I investigate found microstructures that mimic organic and non-organic forms. In the process of creating Trace, a variety of artistic strategies most commonly associated with Surrealism are used. This includes the de-contextualization of signs, the appropriation of found objects, and the contortion of mimicry.
Trace signifies both an elusiveness of form as well as a metaphor of desire. The title Trace implies both the action of drawing/copying, and a physical impression or remnant of what was. The process of Trace lends itself to an emerging environmental consciousness that includes research in ecology, environmental philosophy, and systems theory.
My grandparent’s relationship to the environment was dictated by their work and recreation. One of these activities for my grandmother was building scenes by both making and staging taxidermy animals in front of painted backgrounds-or dioramas. Thus my first exposure to dioramas was in the eccentric home of my grandparents. From the interior of my grandparents home were two windows; one a literal window in which I looked out onto the white, snowy slopes of Mt. Hood, the second, a fabricated illusion, which was simultaneously an exploitation and celebration of the natural world.

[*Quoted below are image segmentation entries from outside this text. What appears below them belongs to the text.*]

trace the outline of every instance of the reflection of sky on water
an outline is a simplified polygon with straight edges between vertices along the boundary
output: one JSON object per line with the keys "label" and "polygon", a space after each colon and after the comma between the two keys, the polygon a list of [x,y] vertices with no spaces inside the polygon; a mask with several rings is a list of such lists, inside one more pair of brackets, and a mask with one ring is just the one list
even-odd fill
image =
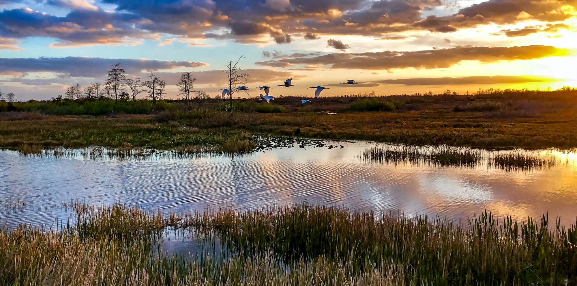
{"label": "reflection of sky on water", "polygon": [[[334,142],[332,144],[335,144]],[[484,207],[522,219],[548,210],[566,224],[577,216],[575,153],[548,153],[563,164],[545,170],[507,172],[426,164],[368,164],[357,155],[373,144],[338,143],[343,148],[290,148],[248,156],[190,159],[95,161],[21,157],[0,152],[0,222],[51,222],[68,214],[49,207],[71,200],[117,202],[174,210],[215,206],[257,207],[307,202],[353,208],[446,214],[466,218]],[[508,152],[508,151],[507,151]],[[21,199],[23,207],[6,207]],[[2,222],[0,222],[2,223]]]}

I am interested in photographing dioramas as a way of honoring and exploring both the illusions of my childhood and the unique culture of the diorama. I am interested in investigating ideas of perception and how these constructed ways of viewing and seeing inform our ideas about reality and nature. There is a lot to be learned about ourselves, and our perceptions of nature by looking through these “scenes.” This is an ongoing body of work that I began in the winter of 2003. The included dioramas were taken from the American Natural History Museum in New York City, The Royal British Museum, Victoria, BC, Buffalo Science Museum, Buffalo, New York, and the Wildlife Museum, Tucson, Arizona.